A tour of winery barrel halls is about as exciting as watching paint dry. And when winemakers tell you which brand of barrels they use, it doesn’t mean much to most of us non-winemaking mortals.
But suddenly it makes much more sense after sitting in on a barrel trial tasting session with Chris Carpenter, winemaker for Cardinale, La Jota and Lokoya in Napa.
We sat down in front of five dense 2009 Napa Cabernet Sauvignons from the sub-region of Mount Veeder, which is destined for the Lokoya brand. They were the same wine but had been put into different types of oak. They had been in barrel for the same length of time, the toast was the same on each barrel, and the age of the barrels was also the same - but the wines tasted dramatically different.
Carpenter explained, “Mt Veeder has big fruit and giant tannins so we need to fill in the middle. We try to do that in the winery but oak also helps.”

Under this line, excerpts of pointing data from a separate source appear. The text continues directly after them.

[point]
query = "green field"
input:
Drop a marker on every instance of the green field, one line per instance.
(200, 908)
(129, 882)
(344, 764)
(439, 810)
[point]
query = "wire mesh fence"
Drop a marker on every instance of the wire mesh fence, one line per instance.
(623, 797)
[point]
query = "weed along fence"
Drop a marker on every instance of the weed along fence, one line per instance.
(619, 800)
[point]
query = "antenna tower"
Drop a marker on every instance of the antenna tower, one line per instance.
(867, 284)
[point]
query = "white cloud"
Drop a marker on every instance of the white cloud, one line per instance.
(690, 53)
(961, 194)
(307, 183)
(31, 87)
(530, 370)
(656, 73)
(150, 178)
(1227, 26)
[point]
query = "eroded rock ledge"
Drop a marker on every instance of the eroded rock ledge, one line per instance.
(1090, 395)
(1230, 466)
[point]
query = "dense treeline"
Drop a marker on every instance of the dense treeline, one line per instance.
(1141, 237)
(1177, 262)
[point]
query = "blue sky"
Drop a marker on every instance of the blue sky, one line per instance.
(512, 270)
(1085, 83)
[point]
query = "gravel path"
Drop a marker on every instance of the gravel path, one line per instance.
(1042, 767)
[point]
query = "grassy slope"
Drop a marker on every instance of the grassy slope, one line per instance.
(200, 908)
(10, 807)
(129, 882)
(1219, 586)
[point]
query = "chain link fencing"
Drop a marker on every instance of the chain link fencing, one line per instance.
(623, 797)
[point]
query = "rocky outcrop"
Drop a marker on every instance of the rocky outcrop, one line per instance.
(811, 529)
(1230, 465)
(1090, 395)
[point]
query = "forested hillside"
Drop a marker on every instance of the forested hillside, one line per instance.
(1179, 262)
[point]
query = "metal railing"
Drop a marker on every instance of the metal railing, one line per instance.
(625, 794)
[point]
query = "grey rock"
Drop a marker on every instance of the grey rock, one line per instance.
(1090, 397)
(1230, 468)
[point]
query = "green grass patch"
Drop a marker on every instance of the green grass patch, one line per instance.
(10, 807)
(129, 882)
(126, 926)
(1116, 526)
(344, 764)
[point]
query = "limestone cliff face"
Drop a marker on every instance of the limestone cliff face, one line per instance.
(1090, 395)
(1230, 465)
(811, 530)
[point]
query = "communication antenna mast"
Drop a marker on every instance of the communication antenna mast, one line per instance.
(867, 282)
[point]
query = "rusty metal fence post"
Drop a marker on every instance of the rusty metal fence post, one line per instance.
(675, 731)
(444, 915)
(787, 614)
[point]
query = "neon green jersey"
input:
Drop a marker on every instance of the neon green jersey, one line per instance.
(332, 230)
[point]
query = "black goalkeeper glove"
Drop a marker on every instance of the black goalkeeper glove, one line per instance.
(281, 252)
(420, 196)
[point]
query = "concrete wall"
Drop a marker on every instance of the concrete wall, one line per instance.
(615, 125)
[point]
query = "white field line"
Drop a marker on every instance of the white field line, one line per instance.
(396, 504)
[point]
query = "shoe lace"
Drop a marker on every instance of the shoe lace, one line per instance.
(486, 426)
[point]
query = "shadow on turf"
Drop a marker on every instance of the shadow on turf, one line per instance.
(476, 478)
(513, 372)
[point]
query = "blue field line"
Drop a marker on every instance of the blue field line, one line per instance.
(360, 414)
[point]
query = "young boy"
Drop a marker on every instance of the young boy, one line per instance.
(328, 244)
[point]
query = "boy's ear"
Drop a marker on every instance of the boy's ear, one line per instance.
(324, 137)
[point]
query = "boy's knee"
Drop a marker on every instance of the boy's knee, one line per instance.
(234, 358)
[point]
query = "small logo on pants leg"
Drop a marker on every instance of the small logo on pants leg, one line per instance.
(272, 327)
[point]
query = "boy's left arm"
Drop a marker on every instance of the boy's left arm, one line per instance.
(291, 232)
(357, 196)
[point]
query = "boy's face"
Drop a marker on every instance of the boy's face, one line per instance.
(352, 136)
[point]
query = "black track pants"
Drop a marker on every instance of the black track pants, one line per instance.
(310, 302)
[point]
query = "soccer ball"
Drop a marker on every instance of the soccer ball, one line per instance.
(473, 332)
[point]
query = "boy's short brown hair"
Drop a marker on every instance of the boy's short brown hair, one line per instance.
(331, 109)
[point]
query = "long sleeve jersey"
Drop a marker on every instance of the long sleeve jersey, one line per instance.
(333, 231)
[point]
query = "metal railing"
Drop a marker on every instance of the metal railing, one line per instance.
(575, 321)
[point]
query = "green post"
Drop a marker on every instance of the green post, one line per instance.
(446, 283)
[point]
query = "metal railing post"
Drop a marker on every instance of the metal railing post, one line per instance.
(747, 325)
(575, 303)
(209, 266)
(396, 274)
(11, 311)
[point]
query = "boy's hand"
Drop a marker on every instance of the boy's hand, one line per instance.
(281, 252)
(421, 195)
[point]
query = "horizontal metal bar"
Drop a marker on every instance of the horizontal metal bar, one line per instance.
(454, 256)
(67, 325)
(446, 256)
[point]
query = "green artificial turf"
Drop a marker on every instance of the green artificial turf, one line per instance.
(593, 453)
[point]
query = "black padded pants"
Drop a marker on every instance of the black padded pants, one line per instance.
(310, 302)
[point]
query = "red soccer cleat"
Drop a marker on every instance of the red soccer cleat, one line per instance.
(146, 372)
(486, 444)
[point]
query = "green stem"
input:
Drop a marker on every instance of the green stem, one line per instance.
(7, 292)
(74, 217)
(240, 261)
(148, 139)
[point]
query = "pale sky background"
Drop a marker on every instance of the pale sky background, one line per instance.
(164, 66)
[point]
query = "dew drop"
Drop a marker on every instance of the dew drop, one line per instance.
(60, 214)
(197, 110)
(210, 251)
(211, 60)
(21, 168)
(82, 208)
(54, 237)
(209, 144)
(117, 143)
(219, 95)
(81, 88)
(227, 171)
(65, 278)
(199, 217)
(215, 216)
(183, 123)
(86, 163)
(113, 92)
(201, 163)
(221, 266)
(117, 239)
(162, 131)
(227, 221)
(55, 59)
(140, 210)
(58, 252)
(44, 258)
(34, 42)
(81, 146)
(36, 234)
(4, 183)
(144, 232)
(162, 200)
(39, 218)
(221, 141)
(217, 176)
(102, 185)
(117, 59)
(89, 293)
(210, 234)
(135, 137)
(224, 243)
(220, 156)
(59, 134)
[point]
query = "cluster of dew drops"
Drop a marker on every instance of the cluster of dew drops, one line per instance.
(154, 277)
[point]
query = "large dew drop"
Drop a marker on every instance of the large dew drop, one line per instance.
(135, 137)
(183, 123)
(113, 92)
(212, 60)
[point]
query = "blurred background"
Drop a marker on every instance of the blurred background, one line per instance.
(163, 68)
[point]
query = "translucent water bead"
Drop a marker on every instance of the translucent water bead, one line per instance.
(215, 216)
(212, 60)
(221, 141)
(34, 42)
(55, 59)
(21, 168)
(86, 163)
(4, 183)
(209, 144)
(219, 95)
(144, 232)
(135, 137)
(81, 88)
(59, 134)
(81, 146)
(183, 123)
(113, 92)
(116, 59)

We each marked the wines on that basis with the coopers Bel Air and Taransaud coming out joint favourite. Other coopers’ barrels flattened the smell of the wine while others overpowered the fruit. It was interesting to see Carpenter and his assistant winemaker completely disagree on the Bernard-made barrel, showing wine is totally subjective even when you know what you’re doing.
However these barrel test results are specific to each wine so while our favourites for this wine were Taransaud and Bel Air, this test doesn’t apply to the other Cabernets or Merlots Carpenter makes.
It is also interesting to note that most of us were non-plussed with the World Cooperage Barrels. These barrels just overpowered the fruit, giving an unpleasant coffee, mocha and vinyl character to the wine. However, Lakoya’s parent company, Jackson Family Wines, is a partner in World Cooperage Barrels.
Carpenter added, “We are going to France this year to try to figure out why they are like this. Is it how they are cutting the staves in France or is it the cooper in Missouri? These barrels do work with out Merlot but not with our Cabernet.”
Inevitably, with consolidation one of the key trends in the wine industry at the moment, there is some pressure from accountants to use this oak, as it is up to 50% cheaper.